I tend to enjoy financial history. One of my favorites of this genre is Tim Geithner's Stress Test. No one was closer to the epicenter of the financial crisis than Geithner. I highly recommend the audio book. I also loved Too Big to Fail and The Big Short (the book and the movie).
Another recent favorite was Red Notice, Bill Browder's personal story on building the largest investment fund in Russia, his subsequent escape from the country, and his battle to avenge his friend's death. It's real, it's brilliantly written, and it's completely fucking insane.
I love short stories.
I tend not to enjoy puffy "written" by CEO's (cough: ghost written by a struggling journalist) biographies. I do tend to enjoy books written about powerful people by real journalists. The Everything Store comes to mind, as does Nick Bilton's brilliant Hatching Twitter.
I often think Malcolm Gladwell is about 50% full of shit but I thoroughly enjoy his writing anyway.
I pretty much without even knowing what it is obsessively fucking love anything written by Michael Lewis. The man has a gift and is a national treasure. He also has an incredibly calming podcast voice.
So, in no particular order, here's an ever-growing list of stuff I'm meaning to read.
- Narrative Economics: How Stories Go Viral and Drive Major Economic Events - Robert Schiller
- Adaptive Markets: Financial Evolution at the Speed of Thought - Andrew W. Lo
- Thinking Fast and Slow - Daniel Kahneman
- A Short History of Financial Euphoria - John Kenneth Galbraith
- Against the Gods: The Remarkable Story of Risk - Peter L. Bernstein
- This Time Is Different: Eight Centuries of Financial Folly - Carmen M. Reinhart, Kenneth S. Rogoff
- Manias, Panics and Crashes: A History of Financial Crises - Robert Z. Aliber, Charles P. Kindleberger
- A Spy Among Friends: Kim Philby and the Great Betrayal
- The Greatest Trade Ever: The Behind-the-Scenes Story of How John Paulson Defied Wall Street and Made Financial History - Gregory Zuckerman
- Anatomy of the Bear: Lessons from Wall Street's four great bottoms - Russel Napier
- American Kingpin: The Epic Hunt for the Criminal Mastermind Behind the Silk Road - Nick Bilton
- The Mastermind: Drugs.
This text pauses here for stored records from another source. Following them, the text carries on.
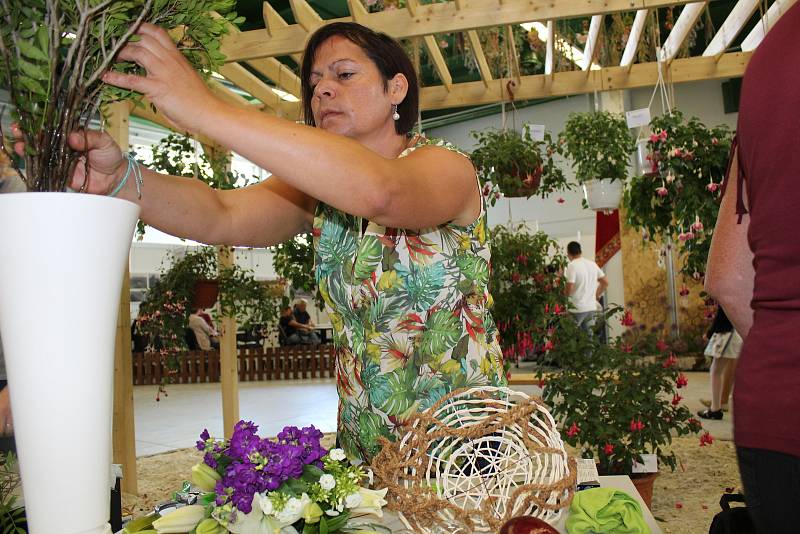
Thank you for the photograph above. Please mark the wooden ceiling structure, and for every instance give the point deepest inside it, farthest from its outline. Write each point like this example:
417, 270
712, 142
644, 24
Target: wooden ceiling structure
260, 49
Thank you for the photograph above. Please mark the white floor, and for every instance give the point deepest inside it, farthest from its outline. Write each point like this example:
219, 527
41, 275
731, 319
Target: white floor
177, 420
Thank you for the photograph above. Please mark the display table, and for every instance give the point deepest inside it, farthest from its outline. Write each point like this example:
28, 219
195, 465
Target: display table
621, 482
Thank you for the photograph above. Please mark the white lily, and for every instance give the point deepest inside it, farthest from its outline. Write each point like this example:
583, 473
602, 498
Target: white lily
181, 520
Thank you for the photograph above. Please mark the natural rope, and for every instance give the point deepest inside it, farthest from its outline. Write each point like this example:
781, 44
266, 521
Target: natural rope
405, 462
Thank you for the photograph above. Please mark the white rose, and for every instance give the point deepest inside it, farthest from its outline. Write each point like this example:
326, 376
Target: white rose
293, 510
353, 500
337, 454
266, 504
327, 482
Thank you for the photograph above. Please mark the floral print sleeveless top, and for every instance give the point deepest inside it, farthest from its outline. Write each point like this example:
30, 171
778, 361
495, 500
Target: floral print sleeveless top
410, 316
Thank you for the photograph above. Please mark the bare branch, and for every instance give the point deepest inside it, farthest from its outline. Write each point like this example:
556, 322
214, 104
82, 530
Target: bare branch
120, 43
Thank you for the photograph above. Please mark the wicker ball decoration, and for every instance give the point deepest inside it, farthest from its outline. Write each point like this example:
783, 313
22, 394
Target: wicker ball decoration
474, 460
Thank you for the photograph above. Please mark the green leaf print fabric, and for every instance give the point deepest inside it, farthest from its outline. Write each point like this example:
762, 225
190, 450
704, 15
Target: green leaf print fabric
410, 315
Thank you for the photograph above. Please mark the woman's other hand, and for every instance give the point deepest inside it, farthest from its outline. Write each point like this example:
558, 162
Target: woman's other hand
170, 83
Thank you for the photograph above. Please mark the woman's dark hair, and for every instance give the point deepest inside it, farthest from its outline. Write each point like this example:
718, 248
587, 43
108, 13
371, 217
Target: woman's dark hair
385, 53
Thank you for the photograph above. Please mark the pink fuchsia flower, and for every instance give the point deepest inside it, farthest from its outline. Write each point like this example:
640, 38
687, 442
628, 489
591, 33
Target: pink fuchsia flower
627, 319
681, 381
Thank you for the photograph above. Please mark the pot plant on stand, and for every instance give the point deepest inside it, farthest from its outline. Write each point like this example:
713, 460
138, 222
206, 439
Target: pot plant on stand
617, 407
513, 164
600, 146
64, 254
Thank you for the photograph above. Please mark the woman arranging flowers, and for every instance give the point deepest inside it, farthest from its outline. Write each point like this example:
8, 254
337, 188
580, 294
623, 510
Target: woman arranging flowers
405, 280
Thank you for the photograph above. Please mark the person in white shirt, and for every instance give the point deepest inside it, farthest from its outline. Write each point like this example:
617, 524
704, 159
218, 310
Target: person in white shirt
585, 283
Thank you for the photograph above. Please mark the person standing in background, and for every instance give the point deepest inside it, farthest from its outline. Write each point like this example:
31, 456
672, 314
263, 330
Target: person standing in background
752, 272
586, 282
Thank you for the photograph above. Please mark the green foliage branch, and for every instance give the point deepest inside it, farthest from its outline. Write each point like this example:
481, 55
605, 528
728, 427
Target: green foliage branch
53, 54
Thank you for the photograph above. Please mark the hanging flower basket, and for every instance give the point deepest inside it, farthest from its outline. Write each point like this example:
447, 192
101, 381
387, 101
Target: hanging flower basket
205, 293
603, 195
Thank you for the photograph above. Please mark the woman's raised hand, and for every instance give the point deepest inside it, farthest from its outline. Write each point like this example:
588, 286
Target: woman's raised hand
170, 82
106, 165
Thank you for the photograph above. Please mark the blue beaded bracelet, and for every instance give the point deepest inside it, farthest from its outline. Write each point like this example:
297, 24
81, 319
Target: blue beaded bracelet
137, 176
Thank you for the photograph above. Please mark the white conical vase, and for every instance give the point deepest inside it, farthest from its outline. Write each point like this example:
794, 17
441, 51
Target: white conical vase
63, 258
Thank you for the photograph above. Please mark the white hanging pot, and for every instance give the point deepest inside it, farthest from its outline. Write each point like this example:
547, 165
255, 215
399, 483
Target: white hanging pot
63, 259
603, 195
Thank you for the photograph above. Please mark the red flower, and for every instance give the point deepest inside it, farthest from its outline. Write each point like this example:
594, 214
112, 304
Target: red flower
669, 362
627, 319
636, 424
682, 381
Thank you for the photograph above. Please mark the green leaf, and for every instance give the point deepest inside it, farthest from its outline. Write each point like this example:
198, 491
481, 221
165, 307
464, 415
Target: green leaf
29, 50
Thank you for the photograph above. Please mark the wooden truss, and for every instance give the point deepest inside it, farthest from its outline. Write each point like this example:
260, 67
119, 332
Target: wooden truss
259, 49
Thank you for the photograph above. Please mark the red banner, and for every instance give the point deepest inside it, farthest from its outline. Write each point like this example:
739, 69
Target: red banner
607, 242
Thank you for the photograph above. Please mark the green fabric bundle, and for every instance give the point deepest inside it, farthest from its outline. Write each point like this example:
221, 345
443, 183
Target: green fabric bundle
605, 510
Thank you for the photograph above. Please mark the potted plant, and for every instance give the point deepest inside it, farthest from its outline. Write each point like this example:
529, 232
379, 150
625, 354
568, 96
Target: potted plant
64, 255
514, 165
679, 197
164, 315
527, 285
617, 407
600, 146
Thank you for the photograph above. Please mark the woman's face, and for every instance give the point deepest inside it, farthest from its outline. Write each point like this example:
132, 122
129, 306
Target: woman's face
348, 91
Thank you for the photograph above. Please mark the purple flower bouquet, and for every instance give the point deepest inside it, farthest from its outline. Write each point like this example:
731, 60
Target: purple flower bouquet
254, 485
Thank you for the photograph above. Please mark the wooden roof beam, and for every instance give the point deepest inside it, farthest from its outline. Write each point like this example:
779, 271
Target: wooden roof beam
432, 19
732, 26
686, 21
634, 38
576, 82
774, 13
305, 15
480, 58
439, 62
280, 74
591, 42
273, 22
249, 83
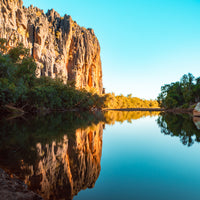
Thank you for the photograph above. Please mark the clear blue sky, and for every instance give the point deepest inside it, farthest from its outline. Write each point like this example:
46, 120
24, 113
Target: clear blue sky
144, 43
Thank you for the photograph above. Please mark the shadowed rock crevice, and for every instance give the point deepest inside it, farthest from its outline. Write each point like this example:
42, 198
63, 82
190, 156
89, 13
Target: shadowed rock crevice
60, 47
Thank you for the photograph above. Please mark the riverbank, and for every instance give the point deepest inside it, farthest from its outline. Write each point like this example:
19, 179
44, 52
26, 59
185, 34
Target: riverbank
174, 110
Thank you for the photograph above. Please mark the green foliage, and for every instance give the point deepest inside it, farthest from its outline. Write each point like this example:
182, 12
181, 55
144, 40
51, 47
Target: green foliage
120, 101
180, 94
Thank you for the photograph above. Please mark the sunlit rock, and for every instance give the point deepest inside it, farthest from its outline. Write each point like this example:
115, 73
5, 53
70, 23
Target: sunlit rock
59, 45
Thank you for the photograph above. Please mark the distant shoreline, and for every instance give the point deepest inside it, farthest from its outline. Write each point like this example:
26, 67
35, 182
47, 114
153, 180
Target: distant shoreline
175, 110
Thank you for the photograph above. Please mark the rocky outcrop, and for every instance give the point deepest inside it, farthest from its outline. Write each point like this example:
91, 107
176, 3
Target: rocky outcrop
60, 47
196, 111
14, 189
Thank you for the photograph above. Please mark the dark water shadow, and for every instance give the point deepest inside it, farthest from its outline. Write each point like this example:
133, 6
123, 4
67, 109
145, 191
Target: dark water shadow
180, 125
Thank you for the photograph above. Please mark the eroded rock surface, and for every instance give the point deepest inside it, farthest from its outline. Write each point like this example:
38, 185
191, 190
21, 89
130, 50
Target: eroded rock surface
59, 45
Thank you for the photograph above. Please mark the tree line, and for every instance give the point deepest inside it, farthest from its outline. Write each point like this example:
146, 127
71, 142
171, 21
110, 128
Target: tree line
20, 88
181, 94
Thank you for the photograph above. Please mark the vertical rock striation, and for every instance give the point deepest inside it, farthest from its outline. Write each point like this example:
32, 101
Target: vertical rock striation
60, 47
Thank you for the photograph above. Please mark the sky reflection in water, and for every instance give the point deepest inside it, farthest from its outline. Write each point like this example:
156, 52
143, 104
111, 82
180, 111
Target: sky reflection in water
136, 156
138, 162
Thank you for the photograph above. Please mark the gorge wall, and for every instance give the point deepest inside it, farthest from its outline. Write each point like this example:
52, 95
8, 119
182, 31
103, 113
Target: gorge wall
60, 47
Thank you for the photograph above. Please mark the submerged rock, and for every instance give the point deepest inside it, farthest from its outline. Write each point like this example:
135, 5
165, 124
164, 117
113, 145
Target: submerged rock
196, 111
14, 189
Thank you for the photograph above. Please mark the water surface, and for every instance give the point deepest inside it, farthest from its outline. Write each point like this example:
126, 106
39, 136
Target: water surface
122, 155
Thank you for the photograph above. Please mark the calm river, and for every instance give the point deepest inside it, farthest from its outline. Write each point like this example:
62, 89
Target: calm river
121, 155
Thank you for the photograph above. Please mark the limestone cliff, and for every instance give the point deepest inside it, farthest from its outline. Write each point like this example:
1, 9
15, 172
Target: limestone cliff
60, 47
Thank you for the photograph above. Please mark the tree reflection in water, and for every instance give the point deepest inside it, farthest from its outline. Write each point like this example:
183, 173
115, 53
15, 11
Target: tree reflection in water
180, 125
57, 155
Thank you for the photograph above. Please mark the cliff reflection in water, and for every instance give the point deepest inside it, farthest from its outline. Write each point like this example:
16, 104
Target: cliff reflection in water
56, 155
59, 154
180, 125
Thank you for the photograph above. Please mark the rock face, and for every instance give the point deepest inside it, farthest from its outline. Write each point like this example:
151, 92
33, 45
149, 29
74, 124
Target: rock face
60, 47
196, 111
14, 189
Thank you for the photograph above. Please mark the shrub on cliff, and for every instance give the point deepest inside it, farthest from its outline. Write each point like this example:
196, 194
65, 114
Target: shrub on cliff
20, 87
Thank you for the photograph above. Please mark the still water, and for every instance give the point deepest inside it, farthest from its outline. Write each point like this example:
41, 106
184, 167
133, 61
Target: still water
121, 155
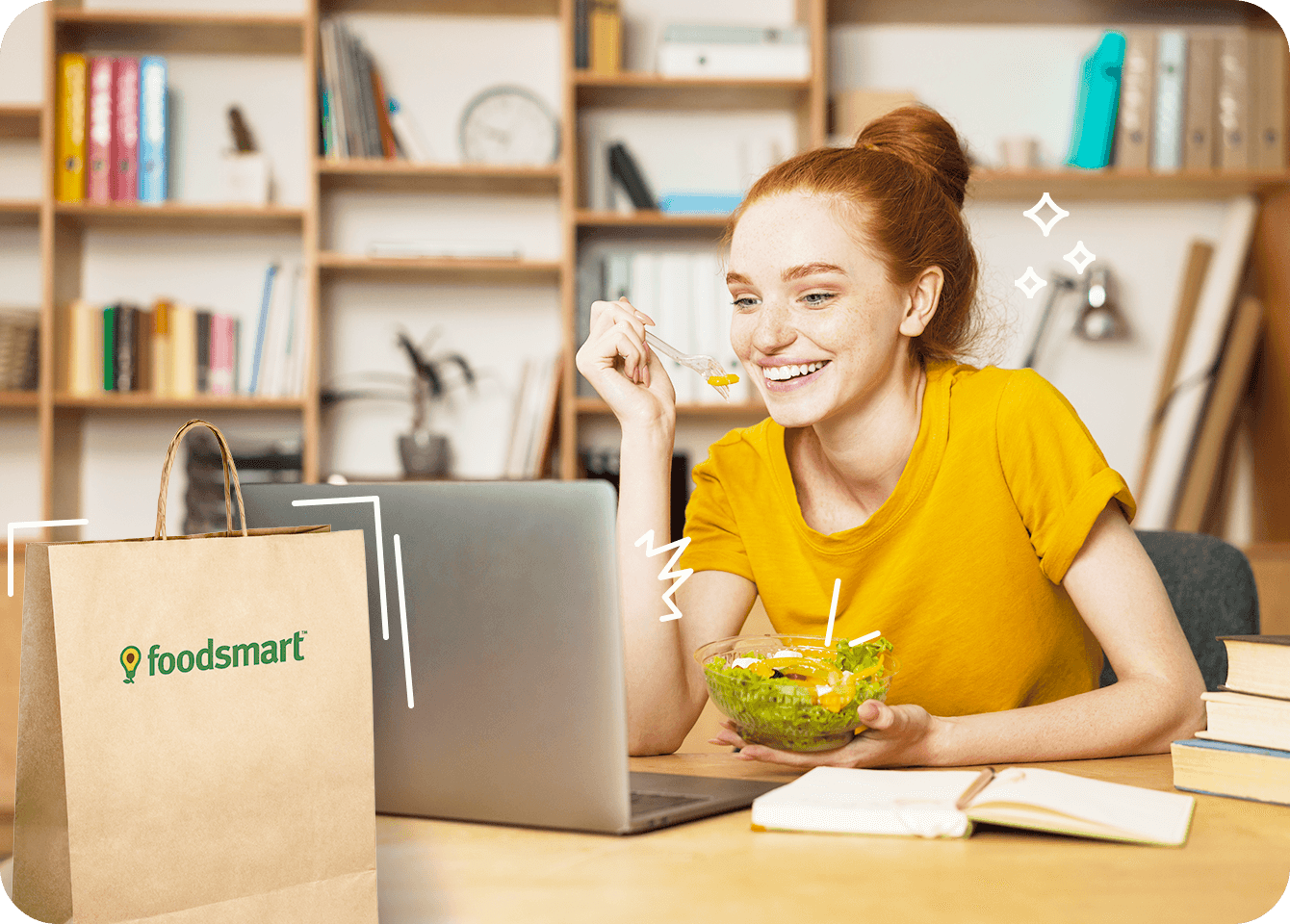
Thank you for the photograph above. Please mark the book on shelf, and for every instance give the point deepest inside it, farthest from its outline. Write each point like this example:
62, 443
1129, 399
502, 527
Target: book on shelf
1201, 98
623, 167
925, 804
1225, 768
1094, 128
125, 133
1247, 719
534, 417
19, 348
1245, 750
1167, 133
102, 94
353, 102
1134, 109
154, 129
687, 50
70, 128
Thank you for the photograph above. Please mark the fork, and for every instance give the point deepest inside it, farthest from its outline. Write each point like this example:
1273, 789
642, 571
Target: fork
705, 366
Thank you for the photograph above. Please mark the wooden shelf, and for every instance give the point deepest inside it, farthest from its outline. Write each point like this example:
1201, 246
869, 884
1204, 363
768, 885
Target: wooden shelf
542, 8
447, 269
160, 33
1122, 185
19, 398
406, 176
143, 400
592, 407
653, 90
183, 216
19, 121
648, 219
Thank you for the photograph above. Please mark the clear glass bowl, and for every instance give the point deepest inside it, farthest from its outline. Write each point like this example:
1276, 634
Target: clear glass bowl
785, 714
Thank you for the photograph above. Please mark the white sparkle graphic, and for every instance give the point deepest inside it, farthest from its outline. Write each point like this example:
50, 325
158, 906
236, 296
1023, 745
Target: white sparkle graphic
1029, 283
1032, 213
667, 569
1080, 257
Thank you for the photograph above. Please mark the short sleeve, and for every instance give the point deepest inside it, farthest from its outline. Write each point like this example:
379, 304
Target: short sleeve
1057, 474
710, 525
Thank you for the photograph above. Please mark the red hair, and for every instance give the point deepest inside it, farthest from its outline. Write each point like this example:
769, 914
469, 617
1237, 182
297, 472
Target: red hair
905, 181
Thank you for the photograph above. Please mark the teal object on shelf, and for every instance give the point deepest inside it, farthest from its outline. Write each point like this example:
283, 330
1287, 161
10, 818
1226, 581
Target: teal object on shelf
1096, 111
699, 203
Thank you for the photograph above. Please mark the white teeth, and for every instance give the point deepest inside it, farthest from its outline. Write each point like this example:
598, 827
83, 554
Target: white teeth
781, 373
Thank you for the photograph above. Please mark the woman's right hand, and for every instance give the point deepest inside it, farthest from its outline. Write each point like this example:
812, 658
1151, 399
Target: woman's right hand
621, 367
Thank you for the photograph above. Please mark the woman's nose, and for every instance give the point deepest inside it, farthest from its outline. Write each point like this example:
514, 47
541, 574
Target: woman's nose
773, 330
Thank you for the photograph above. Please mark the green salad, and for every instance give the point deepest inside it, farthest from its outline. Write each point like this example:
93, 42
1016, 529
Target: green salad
800, 700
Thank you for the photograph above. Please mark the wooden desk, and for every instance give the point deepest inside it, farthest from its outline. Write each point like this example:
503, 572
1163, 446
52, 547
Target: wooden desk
1233, 867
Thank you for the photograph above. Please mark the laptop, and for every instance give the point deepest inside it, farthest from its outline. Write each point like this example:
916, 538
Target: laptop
497, 654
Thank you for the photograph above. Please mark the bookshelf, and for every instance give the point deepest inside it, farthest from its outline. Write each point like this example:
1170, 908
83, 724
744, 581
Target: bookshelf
62, 227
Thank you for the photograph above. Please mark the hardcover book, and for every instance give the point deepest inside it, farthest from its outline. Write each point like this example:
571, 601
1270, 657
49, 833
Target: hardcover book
922, 803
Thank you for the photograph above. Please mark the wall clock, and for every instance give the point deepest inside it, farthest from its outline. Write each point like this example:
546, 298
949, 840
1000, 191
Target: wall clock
508, 125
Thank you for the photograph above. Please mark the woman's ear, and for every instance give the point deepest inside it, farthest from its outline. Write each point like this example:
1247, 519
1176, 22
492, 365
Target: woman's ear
924, 298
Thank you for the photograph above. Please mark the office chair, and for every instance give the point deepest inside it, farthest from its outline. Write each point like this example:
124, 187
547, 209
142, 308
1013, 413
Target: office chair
1211, 587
Empire. Murder. Betrayal - Evan Ratliff
- Firefighting: The Financial Crisis and Its Lessons - Ben Bernanke, Timothy Geithner, Hank Paulson
- The Courage to Act: A Memoir of a Crisis and Its Aftermath - Ben Bernanke
- Essays on the Great Depression - Ben Bernanke
- The Quants: How a New Breed of Math Whizzes Conquered Wall Street and Nearly Destroyed It - Scott Patterson
- The Great Crash 1929 - John Kenneth Galbraith
- The Affluent Society - John Kenneth Galbraith
- On the Brink: Inside the Race to Stop the Collapse of the Global Financial System - Hank Paulson
- Crisis Economics: A Crash Course in the Future of Finance - Nouriel Roubini, Stephen Mihm
- Exhalation: Stories - Ted Chiang
- Macroeconomics - William Mitchell, L. Randall Wray, Martin Watts
- Dark Towers: Deutsche Bank, Donald Trump, and an Epic Trail of Destruction - David Enrich
- Irrational Exuberance - Robert Shiller
- The New Financial Order: Risk in the 21st Century - Robert Shiller
- The Foundations of Statistics - Leonard J. Savage
Whatsat now? Were you wondering if this page title is a sort-of pun on the incredible Beatles song Please Please Me. Yes, yes it is.